Huey through subsequent stories has evolved into a private investigator/ skip tracer. He often does some work for questionable and nefarious clients. But, deep down inside, he has a good heart and in the end tries to do the right thing.

He didn't start out that way.  I originally portrayed him as a cereal snorting psycho clown with a handy piece of piano wire in the very first flash fiction piece I wrote about him. Well, as time went on I decided that psycho evil clowns are a dime a dozen and besides, I like clown's too much to make him bad. But this change happened gradually.

I started the transformation by giving him a soft spot for children(keep in mind that even though he likes children, he is not always the best influence for them.) Then I gave him a past with the government and a strong dislike for government corruption.

So, in most of my stories he is always getting caught up in a Langley conspiracy which he sometimes doesn't know how to get out of. Usually he seeks the help of a fair and beautiful female operative to take down the bad guys in the end. But even though they kill all of the villians and set things mostly right, there is always evil still lingering out there.

Huey Dusk has been my most inspired creation and there are plenty of stories left about him and the universe he inhabits.

In the future, look for a second story Huey Dusk: The Case of the Sad Luck Dame to go live at But while you are waiting, you can still buy the original, Huey Dusk, at the same address.

Sunday, September 4, 2011

Dave Zeltserman: Outsourced

Today I just finished Outsourced by Dave Zeltserman and let me tell you this book is great! It's a heist novel and the twist is that the robbery is pulled off by computer geeks who were the victims of downsizing. 

This book is noir through and through. And even though it is it's own beast, it is clear that Mr. Zeltserman studied all of the hardboiled greats. In fact, for those of you who are Richard Stark fans needing a Parker fix, this should do it. Jim Thompson enthusiasts won't be disappointed either.

Like Thompson, Mr. Zeltseman does a great job of writing some very grotesquely human psychopaths.

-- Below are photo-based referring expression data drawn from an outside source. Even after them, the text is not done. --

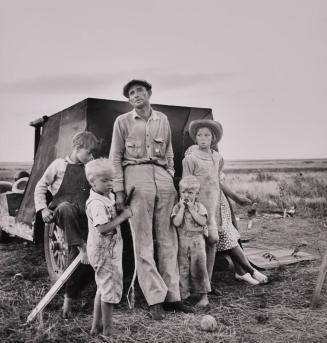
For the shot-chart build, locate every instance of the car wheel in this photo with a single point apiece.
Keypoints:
(56, 251)
(3, 236)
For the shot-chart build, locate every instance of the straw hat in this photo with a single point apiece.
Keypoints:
(215, 128)
(134, 82)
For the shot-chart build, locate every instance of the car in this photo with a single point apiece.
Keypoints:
(53, 134)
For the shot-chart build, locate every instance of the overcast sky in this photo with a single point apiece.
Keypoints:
(261, 65)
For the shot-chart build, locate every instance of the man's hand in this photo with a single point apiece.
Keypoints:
(120, 200)
(126, 213)
(84, 258)
(243, 201)
(47, 215)
(182, 203)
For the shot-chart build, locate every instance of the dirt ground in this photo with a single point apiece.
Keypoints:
(276, 312)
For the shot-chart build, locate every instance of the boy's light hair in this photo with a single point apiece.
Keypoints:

The examples in this story would be the characters Gordon and Joel, who even though they are dangerous and crazy,  both have a very relateable world views and backstories.

The other thing that Mr. Zeltserman does a very good job with is sense of place. He is reminiscent of George V. Higgins especially in his novel The Friends of Eddie Coyle.  Like Higgins, Zeltserman paints a very sepia-toned washed out atmosphere in his portrayal of Lynn Massachusetts.

Mr. Zeltserman has said he has been offered a movie deal. If Hollywood does make this into a film, I would hope to see someone like William Friedkin directing.

David Zeltserman is one of the best comtemporary crime fiction authors out there. I would put him on the same level with the likes of James Ellroy. His novel Outsourced backs up that assertion.